Each index sort could happen in in parallel so that's above and beyond
--parallel to sort(1) which make each sort parallel.
That can also saturate the machine!
As Rob says, the memory and disk contention can kill performance - two
streams of writes in parallel can be slower than one stream followed by
the other.
This is a strong effect when it is to the same rotating disk but seems
to be true as well for SSD to a lesser extent. I guess the bottleneck
is contention for the system bus access and it is optimized for the
common "no contention" case.
A high end server may have multiple independent disk paths to eliminate
this.
It needs quite a lot of data before tdbloader2 overtakes the plain
tdbloader. That point is sensitive to the hardware.
Andy
On 28/10/16 15:24, Rob Vesse wrote:
If memory serves those are the phases that use POSIX sort right?

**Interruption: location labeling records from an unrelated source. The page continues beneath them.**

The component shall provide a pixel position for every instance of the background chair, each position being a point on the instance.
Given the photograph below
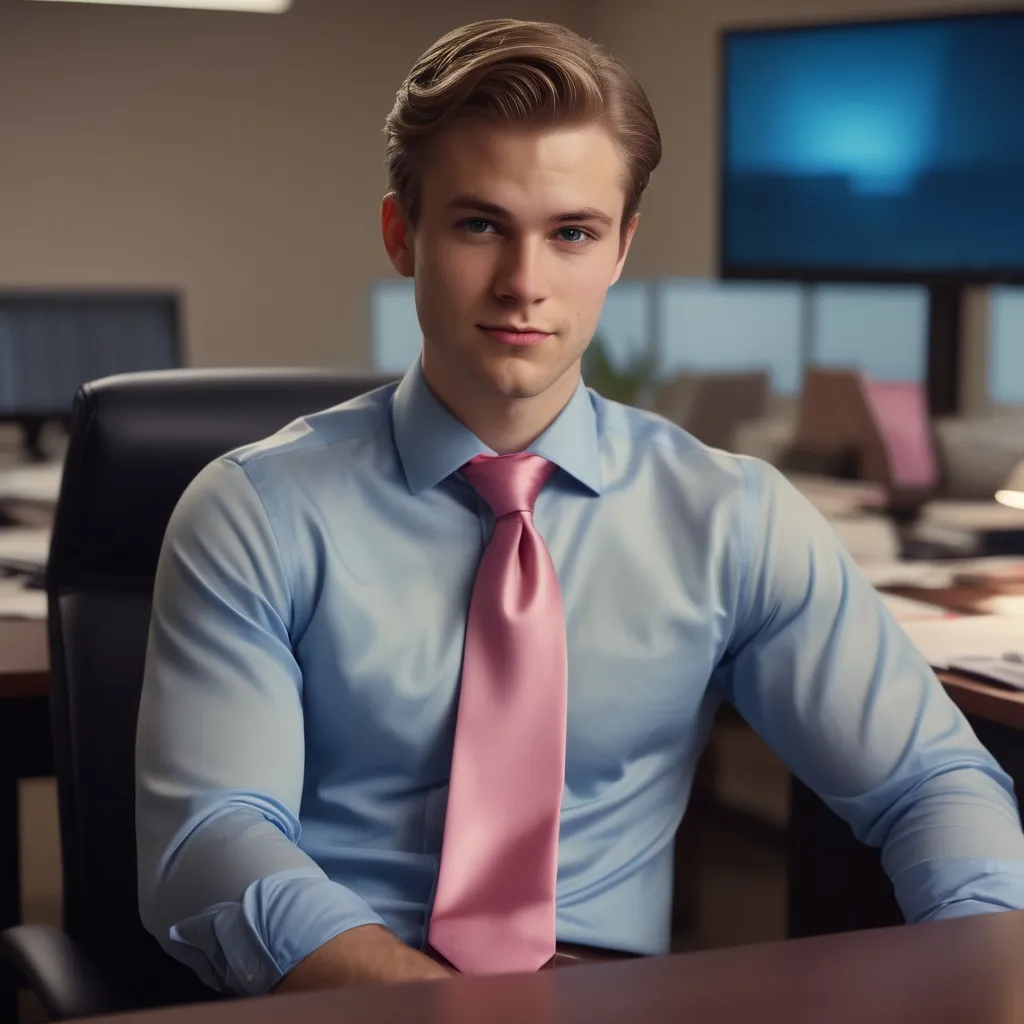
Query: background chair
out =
(136, 441)
(852, 426)
(711, 407)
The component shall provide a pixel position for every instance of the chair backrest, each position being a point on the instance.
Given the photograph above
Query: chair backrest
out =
(136, 441)
(900, 416)
(712, 406)
(880, 430)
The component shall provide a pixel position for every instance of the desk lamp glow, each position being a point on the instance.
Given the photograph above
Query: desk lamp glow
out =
(249, 6)
(1013, 493)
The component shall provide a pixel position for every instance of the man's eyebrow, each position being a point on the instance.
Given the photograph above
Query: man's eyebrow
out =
(493, 209)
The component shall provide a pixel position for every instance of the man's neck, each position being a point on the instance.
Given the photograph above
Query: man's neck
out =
(507, 427)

Sort will try and do an in-memory sort as far as possible and fall back to a
disk-based merge sort if not. Also we usually configure sort to run in parallel
If you try to process different indexing in parallel you would create a lot of
memory and disk contention which would likely slowdown overall performance
For sufficiently large data sets there is also a risk of exhausting disk space
during the sort phase and building multiple indexes in parallel would only
exacerbate this
Rob
On 28/10/2016 14:33, "A. Soroka" <[email protected]> wrote:
I'm still learning about tdbloader2 and have another question about the
index phase: is there any reason why the processes for the various index
orderings (SPO, GSPO, etc.) couldn't go on in parallel? Or am I missing some
switch or setting that already allows that?
---
A. Soroka
The University of Virginia Library